Amitkumar Mehta, MD, MBA, University of Alabama at Birmingham, notes the long-term data and potential curative effects of chimeric antigen receptor (CAR) T-cell therapy, while expressing optimism about bispecific therapy with ongoing evolution and the chance of significant patient responses.
Amitkumar Mehta, MD, MBA, associate professor of medicine and director of the lymphoma and chimeric antigen receptor (CAR) T-cell therapy programs, University of Alabama at Birmingham, highlights the synergy between CAR T-cell therapy and bispecifics in oncology.
Mehta delved into the topic more during the panel discussion, "Which Comes First? Bispecifics, CAR T-Cell Therapy, and Cost Consideration in Sequencing," at the Patient-Centered Oncology Care® (PCOC) 2023 meeting.
Transcript
Can you highlight some of the major points from your panel on bispecifics and CAR T-cell therapy?
I don't see CAR T and bispecifics as competing with each other, so they both are, in a way, complementary. Both of them [are] amazing advances in the treatments of oncology, as a matter of fact, and obviously lymphoma and myeloma kind of lead that growth. Now, all the solid tumors are also looking at that technology of bispecific antibody as well as CAR T-cell therapy.
When I look at both the therapies—as a matter of fact, for any therapies—I ask 1 question: whether this therapy can be potentially curative. The way we will know is if we have a longer follow-up and what proportion of patients have not needed treatment after therapy. So that is a key question. The longest data that we have is on CAR T-cell therapy, and as we all know, about 40% to 50% of patients may not need treatment afterwards. Whether we can say that those patients are potentially cured, maybe. That's why CAR T has more long-term data, more robust data in that setting.

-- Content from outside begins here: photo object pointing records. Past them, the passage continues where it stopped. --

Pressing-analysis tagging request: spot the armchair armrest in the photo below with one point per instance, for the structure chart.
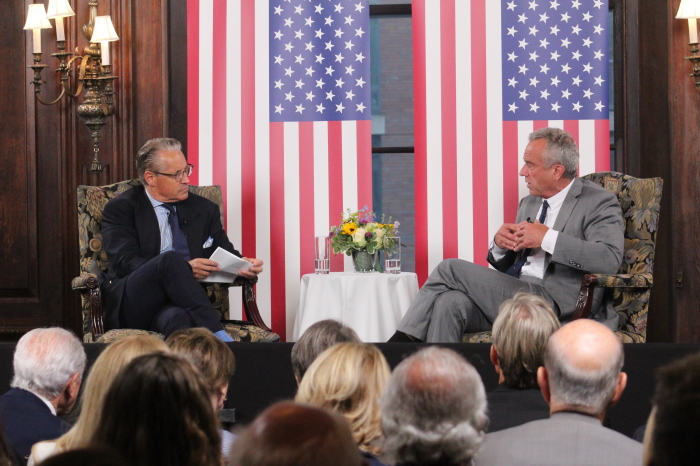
(591, 281)
(87, 282)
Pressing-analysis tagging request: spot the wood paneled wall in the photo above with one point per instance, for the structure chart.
(45, 152)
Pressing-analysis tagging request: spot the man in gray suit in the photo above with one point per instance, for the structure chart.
(581, 377)
(565, 228)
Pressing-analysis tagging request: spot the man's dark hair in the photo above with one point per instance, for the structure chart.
(675, 430)
(315, 340)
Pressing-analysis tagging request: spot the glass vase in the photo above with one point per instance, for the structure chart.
(364, 262)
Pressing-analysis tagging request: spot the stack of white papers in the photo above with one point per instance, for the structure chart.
(229, 264)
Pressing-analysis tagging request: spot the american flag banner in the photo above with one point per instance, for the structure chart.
(279, 116)
(486, 74)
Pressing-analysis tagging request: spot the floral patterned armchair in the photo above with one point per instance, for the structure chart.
(93, 260)
(630, 288)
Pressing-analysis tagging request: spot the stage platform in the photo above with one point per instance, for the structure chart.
(264, 374)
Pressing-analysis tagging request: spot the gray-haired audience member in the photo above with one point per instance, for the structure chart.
(290, 434)
(433, 410)
(315, 340)
(673, 430)
(48, 370)
(520, 333)
(581, 377)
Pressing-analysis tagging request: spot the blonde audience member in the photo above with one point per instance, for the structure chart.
(158, 412)
(349, 378)
(215, 361)
(103, 372)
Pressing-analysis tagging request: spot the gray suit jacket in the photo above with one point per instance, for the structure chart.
(591, 240)
(564, 439)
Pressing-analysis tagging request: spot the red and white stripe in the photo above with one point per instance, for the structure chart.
(283, 183)
(467, 158)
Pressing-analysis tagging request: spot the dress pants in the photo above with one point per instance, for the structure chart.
(461, 297)
(163, 296)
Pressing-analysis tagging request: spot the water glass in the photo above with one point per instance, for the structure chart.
(322, 255)
(392, 254)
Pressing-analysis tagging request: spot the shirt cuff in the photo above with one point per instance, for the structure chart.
(496, 252)
(549, 241)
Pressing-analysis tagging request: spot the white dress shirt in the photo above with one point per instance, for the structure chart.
(534, 266)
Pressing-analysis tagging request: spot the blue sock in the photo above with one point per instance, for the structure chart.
(223, 336)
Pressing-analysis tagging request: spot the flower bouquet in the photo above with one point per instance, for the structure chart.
(360, 236)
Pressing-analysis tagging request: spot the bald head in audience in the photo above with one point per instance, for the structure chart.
(582, 369)
(294, 434)
(433, 409)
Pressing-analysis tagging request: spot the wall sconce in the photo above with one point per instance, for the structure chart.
(690, 10)
(94, 71)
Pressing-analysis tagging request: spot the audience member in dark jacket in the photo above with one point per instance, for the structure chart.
(48, 369)
(520, 334)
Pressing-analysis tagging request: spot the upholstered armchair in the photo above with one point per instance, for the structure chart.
(630, 287)
(93, 261)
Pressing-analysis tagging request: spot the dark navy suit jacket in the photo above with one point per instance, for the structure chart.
(27, 420)
(131, 238)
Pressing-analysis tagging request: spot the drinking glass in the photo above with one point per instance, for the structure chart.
(322, 253)
(392, 254)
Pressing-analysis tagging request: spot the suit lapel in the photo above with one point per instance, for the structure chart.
(188, 218)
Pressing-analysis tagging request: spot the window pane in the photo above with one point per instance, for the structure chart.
(392, 185)
(392, 81)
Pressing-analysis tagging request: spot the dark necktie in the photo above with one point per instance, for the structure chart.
(514, 270)
(179, 238)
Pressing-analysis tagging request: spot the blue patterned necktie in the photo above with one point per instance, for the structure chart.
(515, 269)
(179, 238)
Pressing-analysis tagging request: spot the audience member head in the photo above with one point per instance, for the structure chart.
(582, 364)
(315, 340)
(673, 431)
(147, 158)
(99, 379)
(158, 411)
(86, 457)
(349, 378)
(213, 358)
(433, 409)
(560, 150)
(50, 362)
(290, 434)
(520, 333)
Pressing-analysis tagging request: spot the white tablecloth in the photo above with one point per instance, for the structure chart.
(372, 304)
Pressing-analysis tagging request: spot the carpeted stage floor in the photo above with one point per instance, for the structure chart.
(264, 374)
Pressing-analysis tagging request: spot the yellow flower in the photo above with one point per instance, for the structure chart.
(349, 228)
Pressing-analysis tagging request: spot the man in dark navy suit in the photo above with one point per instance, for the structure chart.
(48, 370)
(158, 238)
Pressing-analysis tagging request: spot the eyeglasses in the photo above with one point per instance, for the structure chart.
(179, 175)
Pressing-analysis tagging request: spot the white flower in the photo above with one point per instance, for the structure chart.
(359, 237)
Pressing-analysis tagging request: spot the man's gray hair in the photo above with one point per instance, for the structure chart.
(573, 386)
(45, 359)
(560, 149)
(433, 409)
(520, 334)
(147, 157)
(315, 340)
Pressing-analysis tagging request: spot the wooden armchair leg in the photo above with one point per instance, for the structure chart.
(585, 297)
(250, 305)
(96, 320)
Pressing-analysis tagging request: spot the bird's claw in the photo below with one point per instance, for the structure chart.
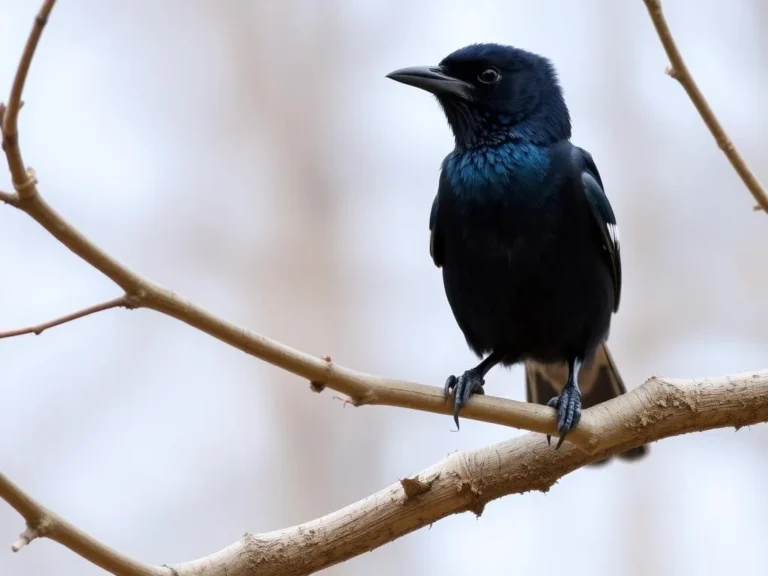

Now, bispecific [therapy is] evolving. We are not seeing that proportion of patients staying in remission that long term. But with further follow-up, we might see that maybe some portion of patients [are] not requiring treatment afterwards. But they're also complementary. What I mean by that [is], if you get CAR T-cell therapy and if you progress, still you can get bispecific, and then you will still respond. There is a good bit of chance of response, and so is the other way around.
If you got bispecific and if you progress, then you can get CAR T and still may have a response. They both target different targets. Bispecific targets CD20 and CAR T-cell targets CD19, so that's a unique difference of, so to speak, an attack on the cancer. So they're kind of complementary to each other.